Cam’s eyes darkened at her words, and his mouth softened subtly. “A curious way to put it,” he murmured.
“A truthful way.”
“If I gave you my word, you must realize that I would not break it. Surely you know me well enough to know that.”
“I don’t know you at all anymore.” Angela took a step back, glancing around her uncertainly. “I don’t know what to do.” She turned and ran from the room.
Angela sat on the bench in the arbor, sketching a stand of irises that had just come into bloom. She had spent most of the past three days, ever since her confrontation with Cam, out on the moors, so that she could avoid having to talk to him. Her plan had worked well so far, but she was getting tired of having to escape from her own home, and when she saw the purplish irises, she had given in to an urge to draw them.
Her usual companions were sprawled around her. The sun was pleasantly warm on her face, and she felt lazy and contented. It was almost the way it was normally, the way it had been before Cam and Mr. Pettigrew came. The way it would be again, if only they would leave. She let out a little groan at the fact that she had allowed him to intrude upon her thoughts.

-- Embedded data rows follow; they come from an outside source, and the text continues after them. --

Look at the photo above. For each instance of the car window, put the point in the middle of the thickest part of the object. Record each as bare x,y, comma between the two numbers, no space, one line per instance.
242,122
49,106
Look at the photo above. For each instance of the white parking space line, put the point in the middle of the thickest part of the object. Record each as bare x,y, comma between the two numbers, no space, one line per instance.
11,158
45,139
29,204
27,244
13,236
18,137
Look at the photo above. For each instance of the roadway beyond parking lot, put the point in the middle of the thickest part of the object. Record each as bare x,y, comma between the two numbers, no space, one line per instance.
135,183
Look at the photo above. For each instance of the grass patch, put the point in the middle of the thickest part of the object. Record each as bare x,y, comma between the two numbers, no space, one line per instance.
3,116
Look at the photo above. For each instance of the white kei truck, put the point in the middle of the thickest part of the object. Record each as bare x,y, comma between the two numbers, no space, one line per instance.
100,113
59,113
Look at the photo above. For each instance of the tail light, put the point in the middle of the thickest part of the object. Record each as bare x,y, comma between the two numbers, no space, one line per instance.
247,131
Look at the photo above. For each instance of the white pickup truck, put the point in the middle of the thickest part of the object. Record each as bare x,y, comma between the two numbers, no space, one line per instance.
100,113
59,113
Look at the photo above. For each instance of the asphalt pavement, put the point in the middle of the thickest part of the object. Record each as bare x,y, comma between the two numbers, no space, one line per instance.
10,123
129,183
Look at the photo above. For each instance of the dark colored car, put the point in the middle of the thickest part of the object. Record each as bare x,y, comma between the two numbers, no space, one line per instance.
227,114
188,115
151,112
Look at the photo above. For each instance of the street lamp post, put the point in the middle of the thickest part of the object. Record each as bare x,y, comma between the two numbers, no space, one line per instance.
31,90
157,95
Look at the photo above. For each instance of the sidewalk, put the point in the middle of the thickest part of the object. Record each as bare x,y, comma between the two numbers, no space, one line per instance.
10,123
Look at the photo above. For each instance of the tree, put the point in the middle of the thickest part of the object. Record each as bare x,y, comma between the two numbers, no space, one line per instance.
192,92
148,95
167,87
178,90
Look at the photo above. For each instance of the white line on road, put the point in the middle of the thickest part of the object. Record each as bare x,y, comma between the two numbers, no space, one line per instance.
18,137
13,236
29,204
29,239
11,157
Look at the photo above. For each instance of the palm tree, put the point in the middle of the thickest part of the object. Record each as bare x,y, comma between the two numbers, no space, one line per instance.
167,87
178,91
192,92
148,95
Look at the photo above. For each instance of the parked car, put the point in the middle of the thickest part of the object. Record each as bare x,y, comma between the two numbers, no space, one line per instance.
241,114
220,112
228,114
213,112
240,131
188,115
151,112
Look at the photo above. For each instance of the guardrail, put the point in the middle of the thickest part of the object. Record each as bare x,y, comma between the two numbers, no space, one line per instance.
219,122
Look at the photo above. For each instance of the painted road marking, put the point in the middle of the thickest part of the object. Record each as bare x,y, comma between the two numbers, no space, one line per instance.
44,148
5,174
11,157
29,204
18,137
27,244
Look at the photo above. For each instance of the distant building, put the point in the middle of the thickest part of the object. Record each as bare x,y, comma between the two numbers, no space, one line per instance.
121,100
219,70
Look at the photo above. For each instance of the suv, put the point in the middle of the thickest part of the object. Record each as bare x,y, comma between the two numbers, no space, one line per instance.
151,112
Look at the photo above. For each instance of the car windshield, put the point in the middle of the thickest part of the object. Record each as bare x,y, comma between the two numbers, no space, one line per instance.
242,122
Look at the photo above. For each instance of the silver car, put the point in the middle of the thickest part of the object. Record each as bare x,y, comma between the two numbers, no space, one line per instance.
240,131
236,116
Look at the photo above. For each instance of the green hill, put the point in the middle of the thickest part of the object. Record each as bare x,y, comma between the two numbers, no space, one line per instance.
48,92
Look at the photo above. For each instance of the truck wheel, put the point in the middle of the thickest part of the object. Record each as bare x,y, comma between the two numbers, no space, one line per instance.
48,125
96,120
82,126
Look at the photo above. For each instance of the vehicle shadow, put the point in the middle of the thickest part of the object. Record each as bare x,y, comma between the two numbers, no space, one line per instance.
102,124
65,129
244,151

She closed her eyes and turned sideways on the bench, leaning back against the arched trellis that formed the arbor, and tried to recapture the feeling of content she had had earlier. She told herself that everything would be better later—except that Jeremy was going to be ruined financially, as well as socially. Firmly she pushed that thought from her mind. But she could not make it stay away. Angela knew that she could not let Jeremy be destroyed on her account. It was entirely within her power to save him. She hated that fact. She hated Cam for having put her in such a position. She wondered what marriage to Cam might be like, whether he would keep his promise not to seek her bed.
Years ago, she would have trusted him with her life, she knew. He had been her god, her idol; she had loved him with a child’s worshiping heart long before they fell in love as adults. Her father had died when she was young, and her mother had usually been sick, which had left her in the company of her grandparents, who were too old and not of the disposition, anyway, to enjoy talking to or playing with a child. She had been left primarily in the charge of her governess after she got old enough to leave Nurse’s care, and that prim woman had provided little affection or attention to a girl hungry for it. But Cam had had time for her. He had listened to her, talked to her, been her friend.
Hot tears welled in Angela’s eyes, surprising her, and seeped out beneath her lids.
“Crying at the prospect of your wedding, my dear?” a familiar voice drawled, not three feet away from her. “Can’t say that I blame you.”
Angela gasped, her eyes flying open, her entire body suddenly chilled to the marrow. Lord Dunstan was standing on the narrow dirt pathway that led to the arbor.